Trinidad is working to continuously improve safety by using advanced technologies to automate potentially dangerous rig activities. However, technology alone can’t keep crews safe. At Trinidad, we’re working to create a safety culture that combines both safe behaviour and safe technology.
1. STOP unsafe activities
Rig safety is both everyone’s right and everyone’s responsibility, Davis explained. That is why Trinidad’s rigs use the “Look-Out” program, which teaches crew members to look for, stop and report unsafe activities.
“Look-Out is the tool we use to empower our employees on the rigs to identify and stop unsafe conditions or behaviours and get those activities corrected before they proceed with the job,” explained Davis.
Each rig hand carries “Look-Out” observation cards. Once they have stopped an activity, they complete an observation card to ensure steps are taken to prevent the risk in the future.
2. Well-trained crews
Rigs are safer when every hand has the skills and knowledge they need to do their job safely. Just this year, Trinidad implemented the Trinidad Essential Skills Training (T.E.S.T.) program for all of its employees.
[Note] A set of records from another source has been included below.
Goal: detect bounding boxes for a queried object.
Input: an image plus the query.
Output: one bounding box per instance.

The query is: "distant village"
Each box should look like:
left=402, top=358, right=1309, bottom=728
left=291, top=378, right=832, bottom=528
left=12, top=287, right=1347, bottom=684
T.E.S.T. is a competency-assurance program that clearly defines performance standards for each position on a rig.
“The Trinidad Essential Skills Training program is being rolled out across the company, and it’s really indicative of the commitment Trinidad has to increasing the training and competency of its employees,” said Davis.
3. Leading by example
“In the oilfield, if you have bad habits or good habits, they’re going to get picked up on by the people who work beneath you,” said Davis.
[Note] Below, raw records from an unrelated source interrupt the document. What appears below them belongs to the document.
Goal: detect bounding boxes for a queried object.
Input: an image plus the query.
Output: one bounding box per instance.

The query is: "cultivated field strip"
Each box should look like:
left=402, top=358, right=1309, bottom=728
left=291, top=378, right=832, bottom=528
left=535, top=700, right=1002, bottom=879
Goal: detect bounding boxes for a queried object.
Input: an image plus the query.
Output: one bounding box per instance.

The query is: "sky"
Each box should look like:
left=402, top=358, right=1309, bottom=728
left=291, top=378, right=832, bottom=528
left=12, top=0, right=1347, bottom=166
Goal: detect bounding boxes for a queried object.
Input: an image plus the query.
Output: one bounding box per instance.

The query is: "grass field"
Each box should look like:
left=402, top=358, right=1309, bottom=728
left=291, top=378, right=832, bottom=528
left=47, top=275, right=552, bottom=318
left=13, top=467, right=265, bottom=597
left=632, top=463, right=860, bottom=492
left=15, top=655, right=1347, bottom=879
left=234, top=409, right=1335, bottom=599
At Trinidad, each green hand is assigned a mentor once they arrive at their rig. These mentors demonstrate how to do the job safely and train newer hands to look after themselves and their teammates.
4. HSE policies and procedures matter
Davis explained that HSE policies such as Lockout/Tagout (LOTO) and Permit to Work ensure only trained personnel are doing potentially dangerous rig maintenance. And protocols such as daily and pre-job safety meetings ensure each crew member is always aware of their responsibilities.
“Before you start a new critical task, you should have a safety meeting to discuss each person’s role in that task and if they’re aware of what they need to do and how to carry that out,” said Davis.